Although overall employment in health care and social assistance was little changed in March, Statistics Canada said it was up 94,000 (+3.3%) compared with 12 months earlier, the largest employment growth among industries, while over that same period, the largest employment decline among industries was in manufacturing (-44,000; -2.4%).
Regional variation in employment
Regionally, Statistics Canada reported that fewer people were employed in British Columbia (-19,000; -0.7%), while employment rose in Manitoba (+11,000; +1.5%), Saskatchewan (+5,800; +0.9%) and Nova Scotia (+3,900; +0.7%). It said that in B.C., the unemployment rate rose 0.6 percentage points to reach 6.7% in March, matching the national average but the highest level for the province since February 2016 (excluding 2020 and 2021).

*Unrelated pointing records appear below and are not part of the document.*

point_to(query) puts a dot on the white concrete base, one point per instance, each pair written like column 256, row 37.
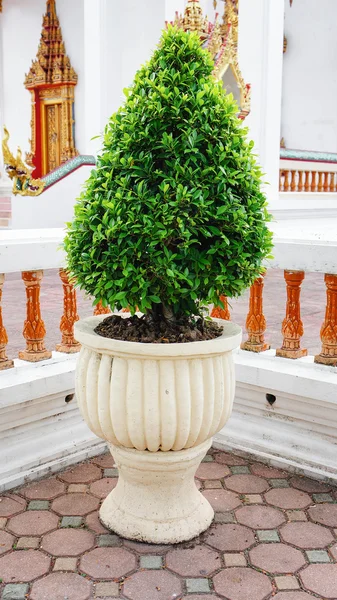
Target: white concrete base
column 156, row 499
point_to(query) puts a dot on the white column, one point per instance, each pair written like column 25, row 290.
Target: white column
column 261, row 25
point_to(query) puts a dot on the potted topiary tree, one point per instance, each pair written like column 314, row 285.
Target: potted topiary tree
column 172, row 216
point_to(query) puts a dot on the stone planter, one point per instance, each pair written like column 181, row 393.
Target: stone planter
column 158, row 406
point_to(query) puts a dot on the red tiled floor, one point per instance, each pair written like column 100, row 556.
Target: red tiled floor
column 70, row 558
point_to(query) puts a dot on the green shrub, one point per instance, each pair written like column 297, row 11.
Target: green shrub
column 173, row 215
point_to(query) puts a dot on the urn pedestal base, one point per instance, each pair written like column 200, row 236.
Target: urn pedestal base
column 156, row 499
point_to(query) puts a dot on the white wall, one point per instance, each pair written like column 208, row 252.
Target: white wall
column 309, row 106
column 22, row 25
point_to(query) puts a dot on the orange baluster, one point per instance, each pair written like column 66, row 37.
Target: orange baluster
column 101, row 310
column 69, row 317
column 5, row 363
column 221, row 313
column 292, row 326
column 34, row 330
column 328, row 355
column 256, row 322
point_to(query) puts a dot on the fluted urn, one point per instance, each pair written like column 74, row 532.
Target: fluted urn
column 158, row 406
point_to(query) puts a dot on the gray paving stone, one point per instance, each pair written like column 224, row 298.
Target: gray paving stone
column 151, row 562
column 197, row 585
column 15, row 591
column 316, row 556
column 72, row 521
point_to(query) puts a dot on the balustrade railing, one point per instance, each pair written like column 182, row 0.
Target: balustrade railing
column 292, row 327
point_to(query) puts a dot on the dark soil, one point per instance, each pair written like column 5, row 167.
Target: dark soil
column 148, row 331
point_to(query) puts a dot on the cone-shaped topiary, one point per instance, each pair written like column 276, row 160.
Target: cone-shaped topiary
column 173, row 214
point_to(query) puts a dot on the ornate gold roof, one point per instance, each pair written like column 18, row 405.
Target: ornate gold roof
column 52, row 65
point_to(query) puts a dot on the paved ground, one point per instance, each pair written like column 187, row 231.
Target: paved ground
column 274, row 537
column 313, row 308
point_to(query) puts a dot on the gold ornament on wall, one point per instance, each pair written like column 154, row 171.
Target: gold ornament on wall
column 51, row 81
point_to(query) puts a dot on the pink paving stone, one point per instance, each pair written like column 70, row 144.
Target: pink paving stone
column 23, row 565
column 222, row 500
column 288, row 498
column 11, row 505
column 321, row 579
column 103, row 487
column 107, row 563
column 6, row 542
column 326, row 514
column 260, row 517
column 267, row 472
column 152, row 585
column 74, row 505
column 309, row 485
column 230, row 537
column 230, row 459
column 193, row 562
column 94, row 523
column 242, row 583
column 213, row 470
column 44, row 490
column 247, row 484
column 68, row 542
column 59, row 586
column 85, row 473
column 105, row 461
column 146, row 548
column 277, row 558
column 293, row 596
column 306, row 535
column 33, row 522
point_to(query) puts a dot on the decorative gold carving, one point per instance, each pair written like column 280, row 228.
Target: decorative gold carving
column 69, row 317
column 328, row 355
column 16, row 169
column 5, row 363
column 34, row 330
column 52, row 76
column 292, row 326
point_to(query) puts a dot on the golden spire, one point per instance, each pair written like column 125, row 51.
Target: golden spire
column 52, row 65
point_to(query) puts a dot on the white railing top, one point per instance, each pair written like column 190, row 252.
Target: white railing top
column 303, row 245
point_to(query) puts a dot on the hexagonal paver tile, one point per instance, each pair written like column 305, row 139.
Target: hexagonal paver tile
column 230, row 459
column 23, row 565
column 288, row 498
column 142, row 548
column 6, row 542
column 85, row 473
column 212, row 471
column 74, row 505
column 68, row 542
column 154, row 585
column 306, row 535
column 44, row 490
column 230, row 537
column 247, row 484
column 59, row 586
column 103, row 487
column 260, row 517
column 268, row 472
column 108, row 563
column 326, row 514
column 320, row 579
column 11, row 505
column 193, row 562
column 33, row 523
column 309, row 485
column 222, row 500
column 93, row 522
column 242, row 583
column 277, row 558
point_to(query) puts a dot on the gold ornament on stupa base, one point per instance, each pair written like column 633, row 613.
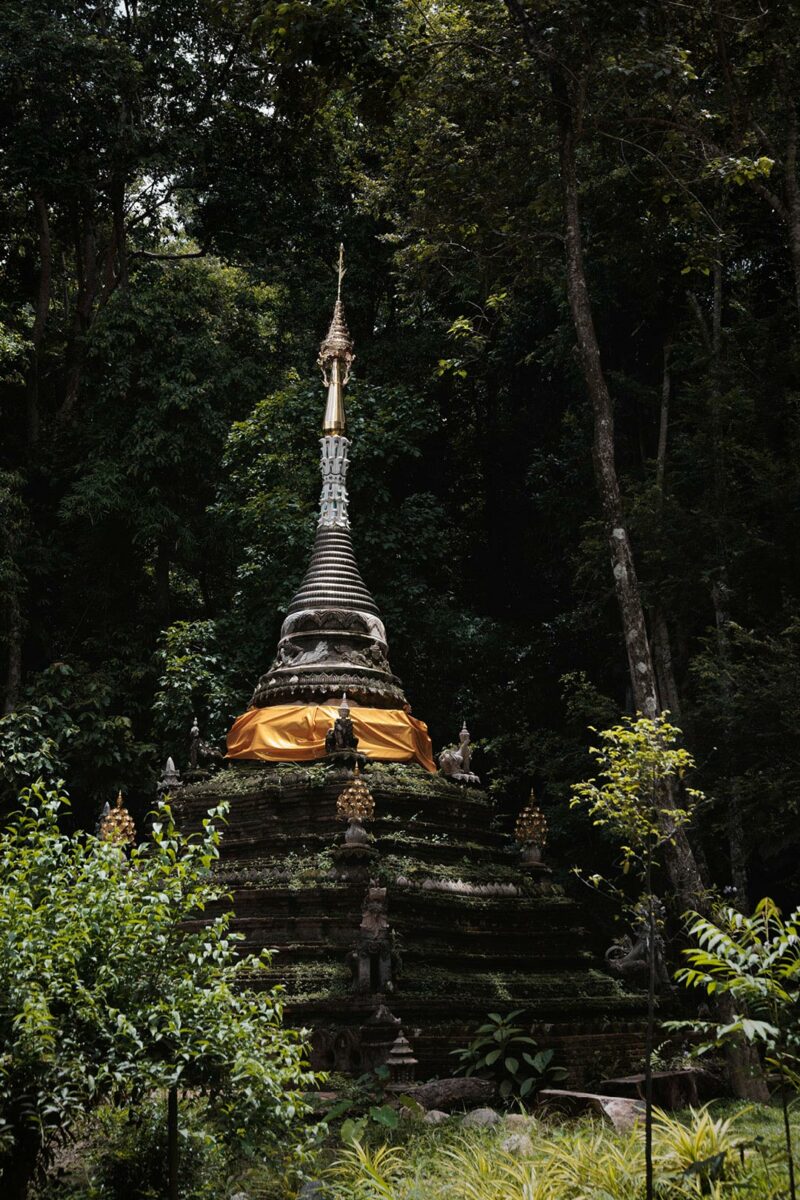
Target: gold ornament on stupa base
column 531, row 832
column 116, row 825
column 355, row 805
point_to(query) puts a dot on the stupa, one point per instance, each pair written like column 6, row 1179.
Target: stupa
column 431, row 918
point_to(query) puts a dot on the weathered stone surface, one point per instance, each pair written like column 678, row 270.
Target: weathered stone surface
column 450, row 1093
column 671, row 1089
column 480, row 1119
column 435, row 1116
column 440, row 954
column 517, row 1144
column 621, row 1113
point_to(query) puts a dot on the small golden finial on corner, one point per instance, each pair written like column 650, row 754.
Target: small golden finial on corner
column 342, row 270
column 335, row 360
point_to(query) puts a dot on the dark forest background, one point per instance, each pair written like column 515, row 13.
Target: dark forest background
column 174, row 183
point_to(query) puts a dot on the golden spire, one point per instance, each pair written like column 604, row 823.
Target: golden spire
column 116, row 823
column 335, row 360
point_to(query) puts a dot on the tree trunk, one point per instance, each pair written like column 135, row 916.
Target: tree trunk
column 40, row 321
column 643, row 679
column 22, row 1163
column 679, row 859
column 14, row 669
column 163, row 597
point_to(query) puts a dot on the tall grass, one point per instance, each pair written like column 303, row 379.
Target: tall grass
column 697, row 1155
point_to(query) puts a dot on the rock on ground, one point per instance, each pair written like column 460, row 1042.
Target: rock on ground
column 517, row 1144
column 479, row 1119
column 451, row 1093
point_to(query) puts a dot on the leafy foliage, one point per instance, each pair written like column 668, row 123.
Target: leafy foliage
column 503, row 1050
column 110, row 993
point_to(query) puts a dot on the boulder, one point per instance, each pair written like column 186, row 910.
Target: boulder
column 517, row 1144
column 623, row 1114
column 452, row 1093
column 435, row 1116
column 619, row 1111
column 480, row 1119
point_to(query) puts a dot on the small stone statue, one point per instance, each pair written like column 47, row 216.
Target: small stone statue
column 341, row 735
column 199, row 749
column 455, row 763
column 170, row 780
column 629, row 955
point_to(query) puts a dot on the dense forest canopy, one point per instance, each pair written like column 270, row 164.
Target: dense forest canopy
column 174, row 181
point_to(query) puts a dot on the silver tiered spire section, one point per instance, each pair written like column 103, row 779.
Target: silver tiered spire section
column 332, row 639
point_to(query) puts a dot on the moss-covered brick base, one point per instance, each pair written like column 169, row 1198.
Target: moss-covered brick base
column 449, row 927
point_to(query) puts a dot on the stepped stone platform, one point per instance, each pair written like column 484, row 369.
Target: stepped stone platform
column 407, row 942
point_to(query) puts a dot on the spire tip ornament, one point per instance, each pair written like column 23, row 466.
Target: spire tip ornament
column 335, row 360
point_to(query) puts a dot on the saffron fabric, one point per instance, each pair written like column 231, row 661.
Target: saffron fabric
column 296, row 733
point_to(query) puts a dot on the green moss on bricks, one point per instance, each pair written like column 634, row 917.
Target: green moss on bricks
column 248, row 778
column 584, row 987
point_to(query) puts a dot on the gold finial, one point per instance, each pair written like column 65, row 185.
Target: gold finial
column 116, row 825
column 355, row 802
column 338, row 291
column 335, row 360
column 531, row 825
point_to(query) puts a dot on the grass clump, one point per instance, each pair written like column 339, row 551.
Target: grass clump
column 715, row 1151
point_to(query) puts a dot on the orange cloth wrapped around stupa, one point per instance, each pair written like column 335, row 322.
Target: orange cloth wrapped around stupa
column 296, row 733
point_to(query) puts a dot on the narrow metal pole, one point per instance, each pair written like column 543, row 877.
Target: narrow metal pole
column 172, row 1141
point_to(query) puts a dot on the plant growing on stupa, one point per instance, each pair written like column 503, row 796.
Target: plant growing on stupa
column 504, row 1051
column 115, row 985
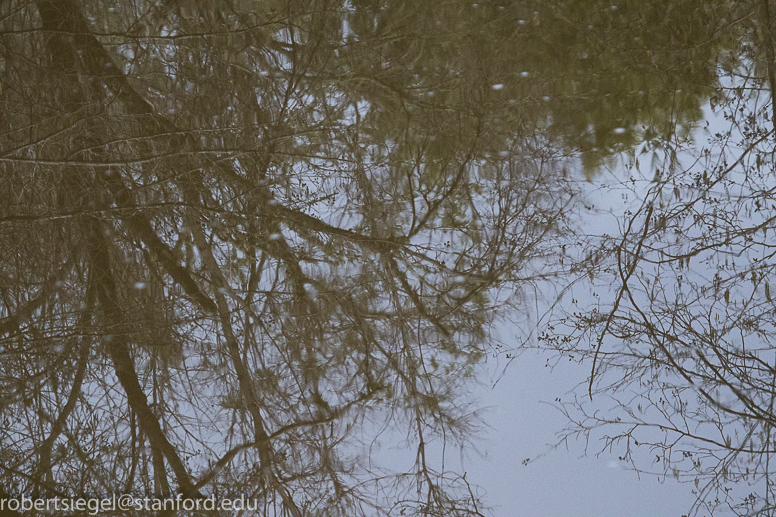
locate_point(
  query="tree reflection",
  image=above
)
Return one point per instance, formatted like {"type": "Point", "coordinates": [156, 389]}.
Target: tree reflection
{"type": "Point", "coordinates": [241, 240]}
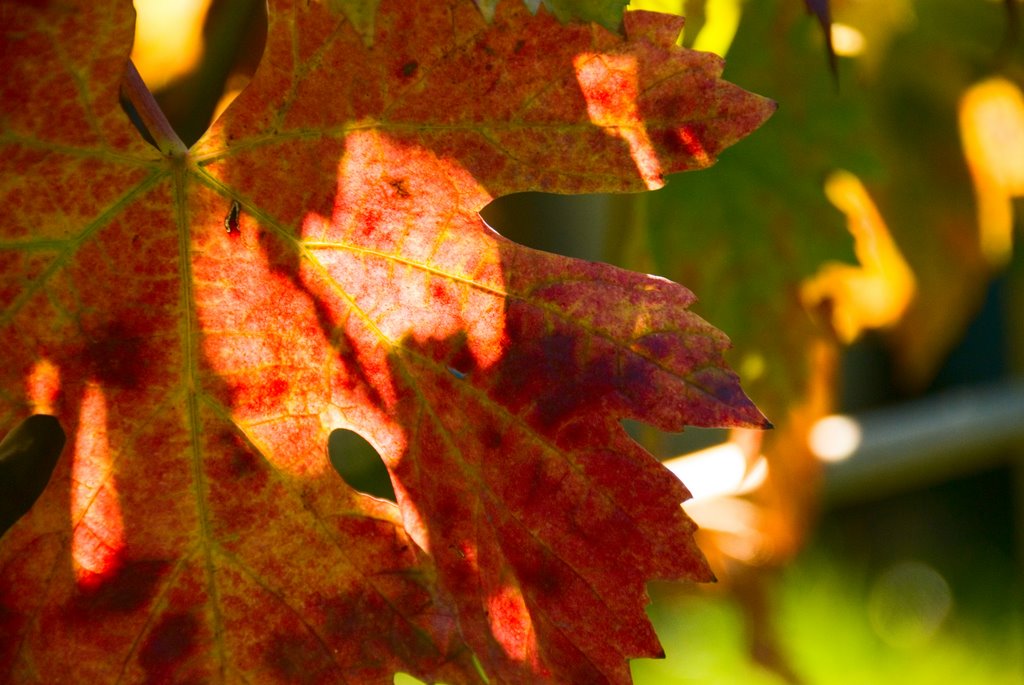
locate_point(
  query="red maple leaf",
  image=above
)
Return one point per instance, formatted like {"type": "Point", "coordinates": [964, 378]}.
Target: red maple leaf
{"type": "Point", "coordinates": [201, 320]}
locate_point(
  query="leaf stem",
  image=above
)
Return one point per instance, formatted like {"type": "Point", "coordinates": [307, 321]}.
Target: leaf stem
{"type": "Point", "coordinates": [153, 118]}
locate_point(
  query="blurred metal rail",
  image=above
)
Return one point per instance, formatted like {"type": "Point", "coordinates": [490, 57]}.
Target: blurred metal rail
{"type": "Point", "coordinates": [925, 441]}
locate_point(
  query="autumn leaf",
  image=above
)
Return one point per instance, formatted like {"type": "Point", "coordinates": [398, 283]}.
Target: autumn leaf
{"type": "Point", "coordinates": [200, 320]}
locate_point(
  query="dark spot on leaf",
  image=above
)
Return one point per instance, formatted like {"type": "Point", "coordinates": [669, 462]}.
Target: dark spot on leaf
{"type": "Point", "coordinates": [399, 186]}
{"type": "Point", "coordinates": [167, 645]}
{"type": "Point", "coordinates": [231, 220]}
{"type": "Point", "coordinates": [298, 658]}
{"type": "Point", "coordinates": [125, 590]}
{"type": "Point", "coordinates": [491, 437]}
{"type": "Point", "coordinates": [120, 356]}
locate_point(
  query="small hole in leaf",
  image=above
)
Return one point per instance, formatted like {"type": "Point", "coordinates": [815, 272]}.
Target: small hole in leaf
{"type": "Point", "coordinates": [358, 464]}
{"type": "Point", "coordinates": [568, 225]}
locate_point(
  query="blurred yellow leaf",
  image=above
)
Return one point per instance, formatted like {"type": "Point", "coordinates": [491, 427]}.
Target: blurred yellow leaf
{"type": "Point", "coordinates": [873, 295]}
{"type": "Point", "coordinates": [991, 119]}
{"type": "Point", "coordinates": [162, 55]}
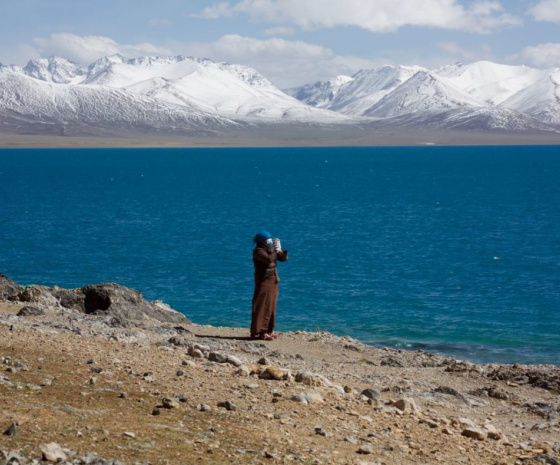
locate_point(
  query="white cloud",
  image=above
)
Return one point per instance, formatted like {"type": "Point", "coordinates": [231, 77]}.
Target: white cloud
{"type": "Point", "coordinates": [539, 56]}
{"type": "Point", "coordinates": [286, 63]}
{"type": "Point", "coordinates": [279, 31]}
{"type": "Point", "coordinates": [160, 22]}
{"type": "Point", "coordinates": [374, 15]}
{"type": "Point", "coordinates": [546, 10]}
{"type": "Point", "coordinates": [90, 48]}
{"type": "Point", "coordinates": [453, 52]}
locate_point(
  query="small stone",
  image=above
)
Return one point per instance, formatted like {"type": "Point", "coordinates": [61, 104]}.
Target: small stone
{"type": "Point", "coordinates": [365, 449]}
{"type": "Point", "coordinates": [476, 433]}
{"type": "Point", "coordinates": [227, 405]}
{"type": "Point", "coordinates": [272, 372]}
{"type": "Point", "coordinates": [406, 404]}
{"type": "Point", "coordinates": [371, 393]}
{"type": "Point", "coordinates": [232, 360]}
{"type": "Point", "coordinates": [52, 452]}
{"type": "Point", "coordinates": [170, 403]}
{"type": "Point", "coordinates": [11, 431]}
{"type": "Point", "coordinates": [196, 353]}
{"type": "Point", "coordinates": [217, 357]}
{"type": "Point", "coordinates": [312, 379]}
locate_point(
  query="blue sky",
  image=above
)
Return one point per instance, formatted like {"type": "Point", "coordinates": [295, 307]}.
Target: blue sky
{"type": "Point", "coordinates": [292, 42]}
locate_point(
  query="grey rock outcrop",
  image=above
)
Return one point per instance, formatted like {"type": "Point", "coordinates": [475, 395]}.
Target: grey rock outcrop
{"type": "Point", "coordinates": [8, 288]}
{"type": "Point", "coordinates": [108, 299]}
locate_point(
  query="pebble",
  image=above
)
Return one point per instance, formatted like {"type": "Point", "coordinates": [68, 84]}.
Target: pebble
{"type": "Point", "coordinates": [11, 431]}
{"type": "Point", "coordinates": [476, 433]}
{"type": "Point", "coordinates": [52, 452]}
{"type": "Point", "coordinates": [170, 403]}
{"type": "Point", "coordinates": [365, 449]}
{"type": "Point", "coordinates": [227, 405]}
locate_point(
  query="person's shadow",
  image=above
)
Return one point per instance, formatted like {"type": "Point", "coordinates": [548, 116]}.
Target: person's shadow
{"type": "Point", "coordinates": [232, 338]}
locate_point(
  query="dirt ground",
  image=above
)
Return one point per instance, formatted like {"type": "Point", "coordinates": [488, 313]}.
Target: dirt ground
{"type": "Point", "coordinates": [163, 394]}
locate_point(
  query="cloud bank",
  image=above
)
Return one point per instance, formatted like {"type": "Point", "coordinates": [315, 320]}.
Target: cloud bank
{"type": "Point", "coordinates": [546, 10]}
{"type": "Point", "coordinates": [374, 15]}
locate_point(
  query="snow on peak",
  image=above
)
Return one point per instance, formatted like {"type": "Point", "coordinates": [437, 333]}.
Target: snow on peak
{"type": "Point", "coordinates": [54, 69]}
{"type": "Point", "coordinates": [491, 82]}
{"type": "Point", "coordinates": [425, 92]}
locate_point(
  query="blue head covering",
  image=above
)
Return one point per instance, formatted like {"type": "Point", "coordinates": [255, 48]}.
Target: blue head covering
{"type": "Point", "coordinates": [261, 237]}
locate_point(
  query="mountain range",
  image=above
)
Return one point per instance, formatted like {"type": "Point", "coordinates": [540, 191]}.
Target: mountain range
{"type": "Point", "coordinates": [199, 97]}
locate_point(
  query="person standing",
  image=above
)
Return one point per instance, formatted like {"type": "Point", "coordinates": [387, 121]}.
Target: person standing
{"type": "Point", "coordinates": [265, 255]}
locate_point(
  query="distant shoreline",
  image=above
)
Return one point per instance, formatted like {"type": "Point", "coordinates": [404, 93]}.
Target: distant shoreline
{"type": "Point", "coordinates": [406, 139]}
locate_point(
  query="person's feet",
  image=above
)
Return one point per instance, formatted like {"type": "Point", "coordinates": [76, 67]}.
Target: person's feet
{"type": "Point", "coordinates": [266, 336]}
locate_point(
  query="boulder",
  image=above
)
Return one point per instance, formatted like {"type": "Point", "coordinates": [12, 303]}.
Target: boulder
{"type": "Point", "coordinates": [312, 379]}
{"type": "Point", "coordinates": [31, 311]}
{"type": "Point", "coordinates": [8, 288]}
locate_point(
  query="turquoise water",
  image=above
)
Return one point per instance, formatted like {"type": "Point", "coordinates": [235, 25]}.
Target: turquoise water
{"type": "Point", "coordinates": [453, 250]}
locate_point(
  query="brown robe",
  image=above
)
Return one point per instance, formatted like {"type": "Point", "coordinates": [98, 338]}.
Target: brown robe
{"type": "Point", "coordinates": [263, 316]}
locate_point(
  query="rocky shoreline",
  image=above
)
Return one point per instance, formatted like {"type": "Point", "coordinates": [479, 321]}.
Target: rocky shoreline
{"type": "Point", "coordinates": [99, 375]}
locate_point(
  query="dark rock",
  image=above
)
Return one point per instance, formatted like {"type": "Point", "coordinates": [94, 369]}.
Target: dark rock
{"type": "Point", "coordinates": [30, 311]}
{"type": "Point", "coordinates": [392, 362]}
{"type": "Point", "coordinates": [11, 431]}
{"type": "Point", "coordinates": [543, 458]}
{"type": "Point", "coordinates": [371, 393]}
{"type": "Point", "coordinates": [450, 392]}
{"type": "Point", "coordinates": [125, 303]}
{"type": "Point", "coordinates": [217, 357]}
{"type": "Point", "coordinates": [8, 288]}
{"type": "Point", "coordinates": [227, 405]}
{"type": "Point", "coordinates": [29, 294]}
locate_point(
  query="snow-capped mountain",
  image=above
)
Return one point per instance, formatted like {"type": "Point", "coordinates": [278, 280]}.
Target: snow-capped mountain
{"type": "Point", "coordinates": [540, 100]}
{"type": "Point", "coordinates": [198, 96]}
{"type": "Point", "coordinates": [481, 95]}
{"type": "Point", "coordinates": [173, 93]}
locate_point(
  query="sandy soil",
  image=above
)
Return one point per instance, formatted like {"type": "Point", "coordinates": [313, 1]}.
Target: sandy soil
{"type": "Point", "coordinates": [93, 386]}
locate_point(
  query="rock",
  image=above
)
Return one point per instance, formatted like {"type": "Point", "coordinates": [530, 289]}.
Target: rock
{"type": "Point", "coordinates": [371, 393]}
{"type": "Point", "coordinates": [232, 360]}
{"type": "Point", "coordinates": [196, 353]}
{"type": "Point", "coordinates": [308, 398]}
{"type": "Point", "coordinates": [275, 373]}
{"type": "Point", "coordinates": [170, 403]}
{"type": "Point", "coordinates": [125, 303]}
{"type": "Point", "coordinates": [52, 452]}
{"type": "Point", "coordinates": [11, 431]}
{"type": "Point", "coordinates": [217, 357]}
{"type": "Point", "coordinates": [476, 433]}
{"type": "Point", "coordinates": [227, 405]}
{"type": "Point", "coordinates": [312, 379]}
{"type": "Point", "coordinates": [365, 449]}
{"type": "Point", "coordinates": [493, 432]}
{"type": "Point", "coordinates": [31, 311]}
{"type": "Point", "coordinates": [407, 405]}
{"type": "Point", "coordinates": [8, 288]}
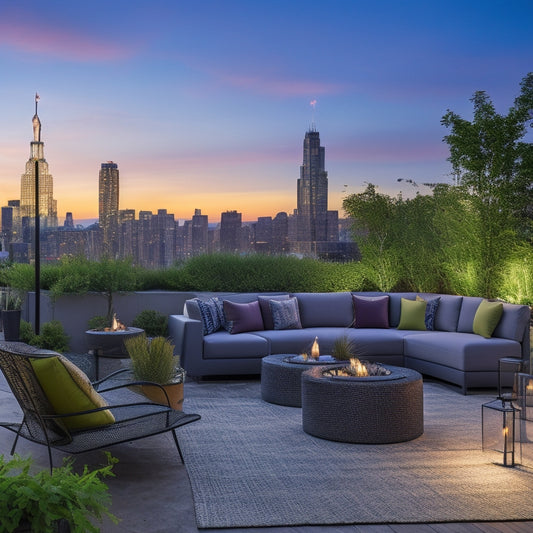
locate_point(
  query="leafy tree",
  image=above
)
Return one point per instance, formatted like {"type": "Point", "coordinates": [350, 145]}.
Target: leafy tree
{"type": "Point", "coordinates": [494, 168]}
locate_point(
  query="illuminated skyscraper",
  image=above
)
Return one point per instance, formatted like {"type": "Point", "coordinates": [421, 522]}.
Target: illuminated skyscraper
{"type": "Point", "coordinates": [108, 187]}
{"type": "Point", "coordinates": [47, 204]}
{"type": "Point", "coordinates": [312, 191]}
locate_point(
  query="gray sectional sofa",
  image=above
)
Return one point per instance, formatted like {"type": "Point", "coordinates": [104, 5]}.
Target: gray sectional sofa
{"type": "Point", "coordinates": [450, 351]}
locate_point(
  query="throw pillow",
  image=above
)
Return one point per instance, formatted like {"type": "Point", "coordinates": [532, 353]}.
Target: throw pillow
{"type": "Point", "coordinates": [431, 310]}
{"type": "Point", "coordinates": [243, 317]}
{"type": "Point", "coordinates": [69, 390]}
{"type": "Point", "coordinates": [371, 311]}
{"type": "Point", "coordinates": [486, 319]}
{"type": "Point", "coordinates": [412, 314]}
{"type": "Point", "coordinates": [266, 312]}
{"type": "Point", "coordinates": [210, 313]}
{"type": "Point", "coordinates": [285, 314]}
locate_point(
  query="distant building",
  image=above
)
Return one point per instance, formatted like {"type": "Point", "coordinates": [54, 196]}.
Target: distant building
{"type": "Point", "coordinates": [199, 233]}
{"type": "Point", "coordinates": [230, 232]}
{"type": "Point", "coordinates": [108, 195]}
{"type": "Point", "coordinates": [47, 204]}
{"type": "Point", "coordinates": [311, 225]}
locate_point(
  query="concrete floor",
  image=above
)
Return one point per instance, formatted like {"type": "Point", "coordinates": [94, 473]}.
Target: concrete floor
{"type": "Point", "coordinates": [151, 491]}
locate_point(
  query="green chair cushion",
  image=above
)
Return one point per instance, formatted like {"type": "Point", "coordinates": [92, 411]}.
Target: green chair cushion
{"type": "Point", "coordinates": [68, 390]}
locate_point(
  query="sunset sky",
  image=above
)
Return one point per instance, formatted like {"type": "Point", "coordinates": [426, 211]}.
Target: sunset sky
{"type": "Point", "coordinates": [205, 104]}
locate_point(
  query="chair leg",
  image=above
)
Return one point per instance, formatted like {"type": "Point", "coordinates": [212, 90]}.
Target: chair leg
{"type": "Point", "coordinates": [177, 445]}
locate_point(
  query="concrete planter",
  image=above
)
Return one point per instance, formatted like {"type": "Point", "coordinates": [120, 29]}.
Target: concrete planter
{"type": "Point", "coordinates": [74, 311]}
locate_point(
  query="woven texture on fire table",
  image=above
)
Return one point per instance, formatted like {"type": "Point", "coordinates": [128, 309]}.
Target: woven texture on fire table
{"type": "Point", "coordinates": [364, 410]}
{"type": "Point", "coordinates": [281, 380]}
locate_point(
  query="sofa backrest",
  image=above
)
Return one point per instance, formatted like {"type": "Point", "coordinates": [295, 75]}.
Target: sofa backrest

In Ontario, employment held steady for the second consecutive month, after declining by 67,000 (-0.8%) in January, and the unemployment rate in the province was unchanged at 7.6% in March. The agency noted that regions of Southern Ontario continued to experience challenging labour market conditions and elevated unemployment rates, in a context that includes ongoing economic uncertainty related to tariffs on exports to the United States.
Employment also held steady in Quebec, following a decline of 57,000 (-1.2%) in February. The unemployment rate fell 0.5 percentage points to 5.4% in Quebec in March, as fewer people searched for work, and the unemployment rate was unchanged at 6.6% in March in Montreal, while in the Quebec City census metropolitan area, it stood at 2.6%—the lowest rate among Canada’s 20 largest CMAs.